Il problema di Alessio è, in sostanza, un problema di perdita di autostima, legato a un’incapacità di trovare nuovi stimoli rispetto a quello che gli succede.
La sua autostima è stata fortemente danneggiata da due fattori:
In primo luogo, ha scoperto di essere mortale, come tutti noi. Una consapevolezza che ha maturato soprattutto a causa della particolare condizione di salute che ha vissuto.
Inoltre, non trova più stimoli all’interno della coppia.
Questo secondo aspetto si lega a un’altra questione, spesso portata dai miei pazienti: cosa succede quando una coppia perde gli stimoli e si adagia nel grigiore della routine? Possiamo dire che questo accade spesso quando uno dei due partner è un narcisista sano, che fonda la propria autostima su quello che riuscito a costruire nella vita, compresa la coppia.
Nel momento in cui questa persona si trova di fronte un partner che smette di riconoscere il suo valore e i suoi meriti, non lo elogia più, non lo sostiene e non sembra vedere le cose incredibili che è riuscito a fare, potrebbe trovarsi in uno stato di assenza di autostima.
L’intervento che ho operato con Alessio si è incentrato proprio sul cercare di rinforzare il suo amor proprio, il senso di autoefficacia che sembra aver perso, partendo dal constatare che quel che ha fatto in passato ha funzionato e che potrebbe provare a ritentare quella strada. La tentata soluzione che sta mettendo in campo, infatti, è del tutto inefficace.
Per spiegarmi meglio, vorrei usare una metafora.
La vita è come quando prendi una curva con la macchina. Se lasci l’acceleratore, l’auto comincia a sbandare; se acceleri troppo, spingendo sul gas, rischi di andare a sbattere.
Così è la vita.
Alessio ha tolto il piede dall’acceleratore e ha cominciato a sbandare.
Per questo deve ritornare sui propri passi, deve essere riportato su quello che ha funzionato in passato attraverso manovre suggestive, una comunicazione efficace, varie tecniche psicologiche che applico durante le sedute con lui.
L’importanza del narcisismo sano
Se per narcisismo intendiamo l’autostima, che ben venga essere un po’ narcisisti. Chi si mette troppo in discussione, chi ha la tendenza a criticare troppo sé stesso, ha una maggior predisposizione alle patologie depressive.
Può sembrare controintuitivo e paradossale, ma è così.
Fin da quando siamo bambini, ci viene insegnato che per migliorare dobbiamo fare autocritica. E in un certo senso, è effettivamente così. Ma dosi eccessive di autocritica minano l’autostima alle fondamenta, ci impediscono di essere sicuri di noi stessi.
Se il mettersi in discussione pervade ogni aspetto della vita di un individuo, la sua autostima si abbassa al punto tale che compaiono disturbi seri, dalla tristezza alla distimia, arrivando alla depressione maggiore.
L’autostima alta, una buona fiducia in noi stessi, ci permette di affrontare prove difficili.

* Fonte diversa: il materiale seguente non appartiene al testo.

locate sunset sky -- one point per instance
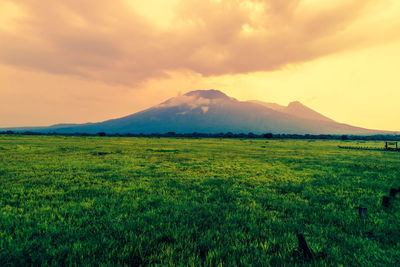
(79, 61)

Ed è proprio questo il tema centrale e fondamentale: la vita ci mette sempre di fronte a delle prove, ci mette sempre davanti a una curva e percorrerla con il piede staccato dall’acceleratore porta alle stesse conseguenze che subisce chi invece preme a tavoletta.

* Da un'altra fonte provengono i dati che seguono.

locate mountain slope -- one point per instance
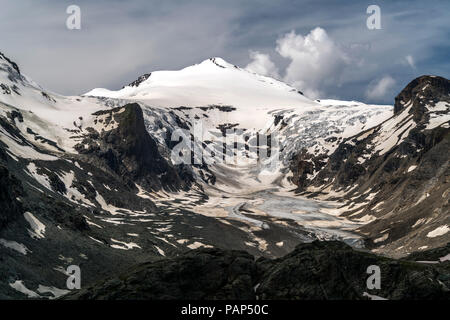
(395, 175)
(339, 273)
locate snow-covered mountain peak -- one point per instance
(211, 82)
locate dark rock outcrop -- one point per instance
(129, 151)
(313, 271)
(397, 172)
(200, 274)
(10, 190)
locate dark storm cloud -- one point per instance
(120, 40)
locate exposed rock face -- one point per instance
(139, 80)
(129, 151)
(318, 270)
(10, 190)
(396, 173)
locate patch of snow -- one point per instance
(438, 231)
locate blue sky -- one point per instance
(324, 48)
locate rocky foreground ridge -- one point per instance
(313, 271)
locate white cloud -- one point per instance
(380, 89)
(410, 60)
(316, 61)
(262, 65)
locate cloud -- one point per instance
(262, 64)
(316, 61)
(381, 89)
(410, 60)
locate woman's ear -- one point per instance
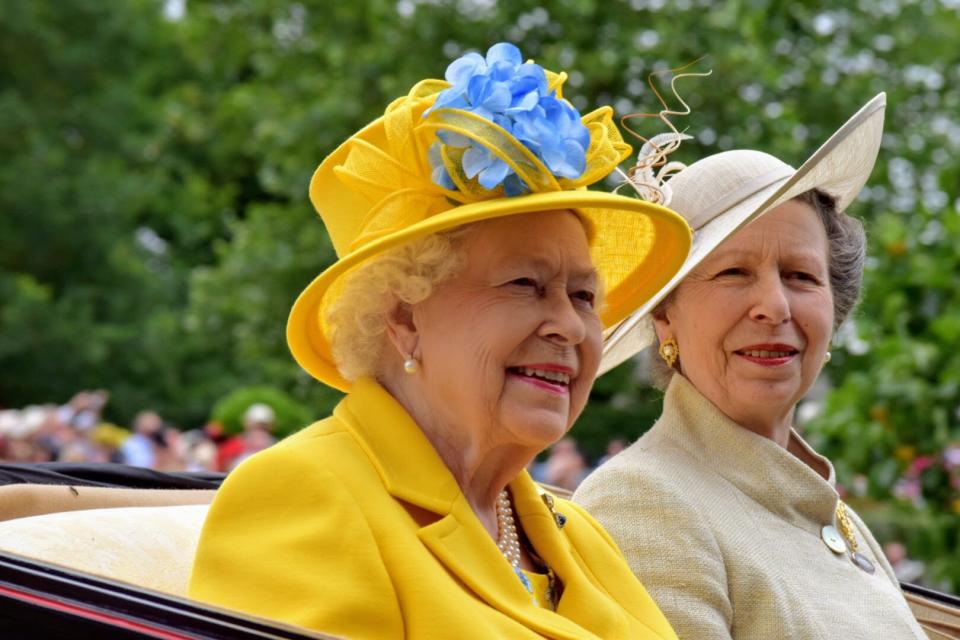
(402, 330)
(661, 324)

Bisogna trovare il giusto equilibrio.
Vedremo in uno dei prossimi articoli di questa serie dedicata al narcisismo sano e al narcisismo patologico, perché i partner dei narcisisti patologici spesso subiscono maltrattamenti e abusi eppure restano al loro posto.
Vorrei concludere con un piccolo suggerimento, uno spunto di riflessione in linea con quello che è lo spirito del mio lavoro su questo sito.

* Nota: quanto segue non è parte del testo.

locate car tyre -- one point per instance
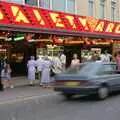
(103, 92)
(68, 96)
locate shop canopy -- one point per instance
(15, 17)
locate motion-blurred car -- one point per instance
(89, 78)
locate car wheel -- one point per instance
(68, 96)
(103, 93)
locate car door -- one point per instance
(108, 74)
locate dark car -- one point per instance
(89, 78)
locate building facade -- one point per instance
(101, 9)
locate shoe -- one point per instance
(4, 86)
(11, 86)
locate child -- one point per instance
(6, 76)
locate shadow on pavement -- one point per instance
(91, 98)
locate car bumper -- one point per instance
(80, 90)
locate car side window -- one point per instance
(107, 69)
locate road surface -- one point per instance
(55, 107)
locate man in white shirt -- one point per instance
(63, 60)
(106, 57)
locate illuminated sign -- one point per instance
(33, 17)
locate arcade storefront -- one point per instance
(26, 30)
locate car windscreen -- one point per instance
(82, 69)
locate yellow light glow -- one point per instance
(56, 19)
(38, 16)
(83, 21)
(110, 27)
(100, 27)
(71, 21)
(117, 30)
(19, 15)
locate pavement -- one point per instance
(55, 107)
(22, 81)
(36, 103)
(23, 93)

Quando viviamo un momento di difficoltà, in cui la nostra autostima è bassa, è importante fare mente locale e ripensare al passato, a quei momenti in cui abbiamo ottenuto successo e a che cosa abbiamo fatto per riuscire, cercando di ripeterlo.
Se questo non dovesse bastare, ci troviamo di fronte ad altri tipi di dinamiche, che vanno elaborate in un contesto e in un setting diversi.